Damian Green casts fresh doubt over Tory-DUP deal
Damian Green has suggested that a deal between the Conservatives and the DUP that would keep Theresa May in power may not be reached.
The First Secretary of State - effectively the Prime Minister's second in command - said it was possible the two sides “won’t be able to agree”.
Mrs May has been in talks to strike a so-called ‘confidence and supply’ arrangement with the DUP after she lost her majority at the general election last week.
Any such deal would see the 10 DUP MPs vote with the Tories on key legislative items in exchange for sweeteners such as funding boosts for Northern Ireland.
Downing Street originally suggested a deal would be imminent after Mrs May launched negotiations immediately after the election - but the two parties failed to hammer out an agreement ahead of the Queen’s Speech.
Mr Green put a further question mark over the deal this morning when asked if an arrangement was still possible.

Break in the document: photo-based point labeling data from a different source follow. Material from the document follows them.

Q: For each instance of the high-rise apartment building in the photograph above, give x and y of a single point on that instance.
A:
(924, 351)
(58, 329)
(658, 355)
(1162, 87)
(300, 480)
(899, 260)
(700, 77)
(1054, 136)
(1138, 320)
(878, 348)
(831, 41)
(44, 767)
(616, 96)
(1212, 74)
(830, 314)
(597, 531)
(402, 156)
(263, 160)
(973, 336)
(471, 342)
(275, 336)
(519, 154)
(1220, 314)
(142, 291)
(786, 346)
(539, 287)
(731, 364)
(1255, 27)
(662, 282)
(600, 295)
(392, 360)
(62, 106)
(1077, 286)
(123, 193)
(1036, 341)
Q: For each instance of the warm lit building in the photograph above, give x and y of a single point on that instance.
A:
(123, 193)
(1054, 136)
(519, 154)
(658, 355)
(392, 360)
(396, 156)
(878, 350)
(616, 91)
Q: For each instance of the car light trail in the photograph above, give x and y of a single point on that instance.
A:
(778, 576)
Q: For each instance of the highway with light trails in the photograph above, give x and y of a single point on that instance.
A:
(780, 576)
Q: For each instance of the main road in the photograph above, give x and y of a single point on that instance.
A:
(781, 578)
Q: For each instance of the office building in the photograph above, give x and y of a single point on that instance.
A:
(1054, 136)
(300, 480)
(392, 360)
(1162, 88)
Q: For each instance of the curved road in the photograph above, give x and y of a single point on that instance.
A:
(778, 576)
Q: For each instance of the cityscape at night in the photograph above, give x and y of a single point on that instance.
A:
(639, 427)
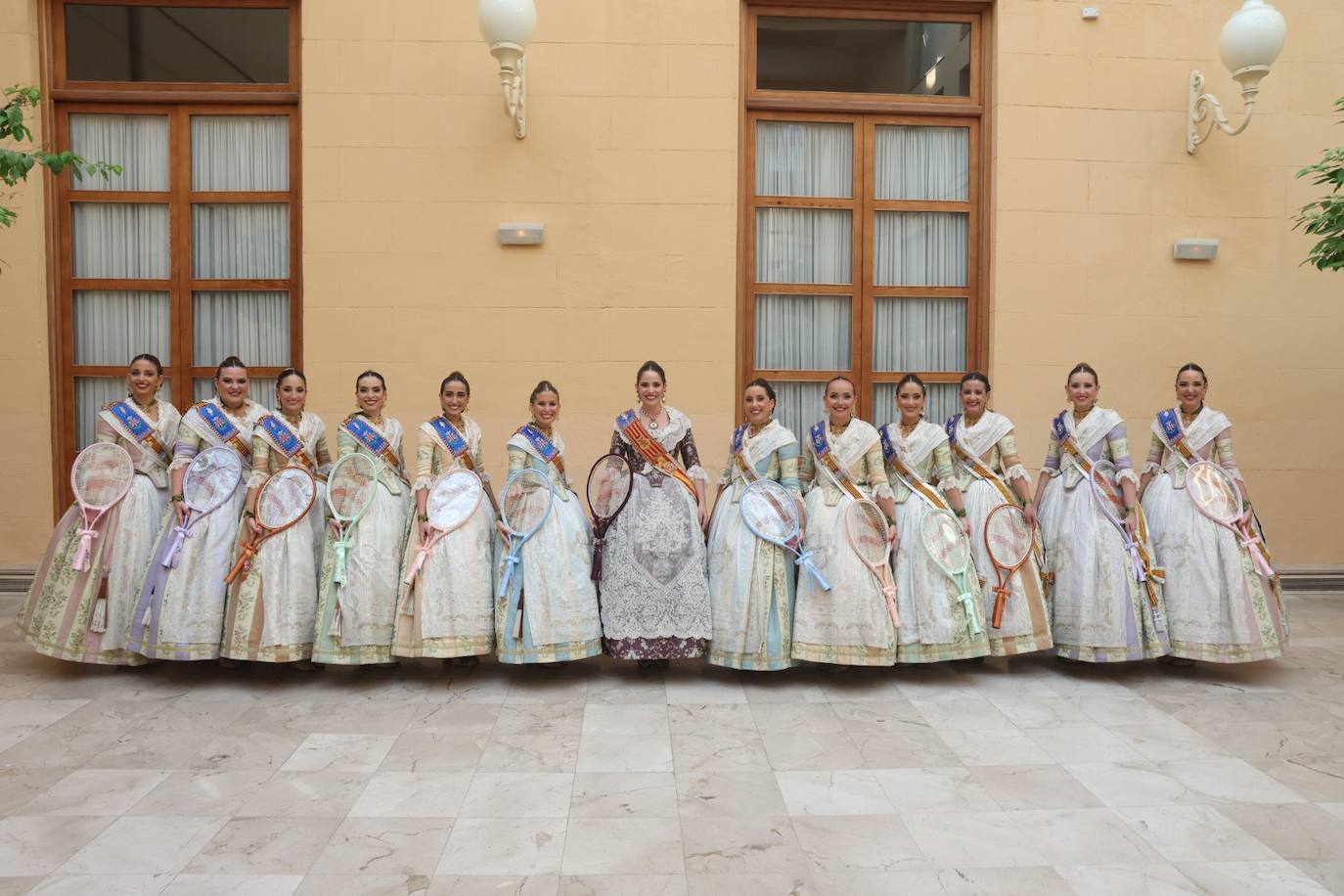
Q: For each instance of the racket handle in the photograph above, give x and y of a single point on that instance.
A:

"There is still the possibility, there is every possibility of a DUP deal. The talks have been taking place in a constructive way,” he told the Today programme.
"Clearly [we are] two political parties, we have some differences but we have a lot in common."
Mr Green’s comments come after the DUP hinted yesterday that the talks had stalled.
A party source said: "Negotiations haven't proceeded in a way that the DUP would have expected."
The source added that the DUP “can’t be taken for granted” and urged the Government to give the talks “greater focus”.
The lack of a deal after a week of negotiations marks a fresh headache for the Prime Minister, who was already forced to delay the Queen’s Speech by two days as the wrangling stretched on.
According to the BBC Downing Street remains hopeful that a deal could be done by Thursday - a claim the Northern Irish unionists dismissed.
It means Mrs May will be unveiling the Queen’s Speech as a minority government and has until next Tuesday and Wednesday until crucial votes on the Government’s legislative programme to settle an arrangement.
If she loses any of the votes it would be an effective vote of no confidence which could throw the already deeply unstable Government into turmoil.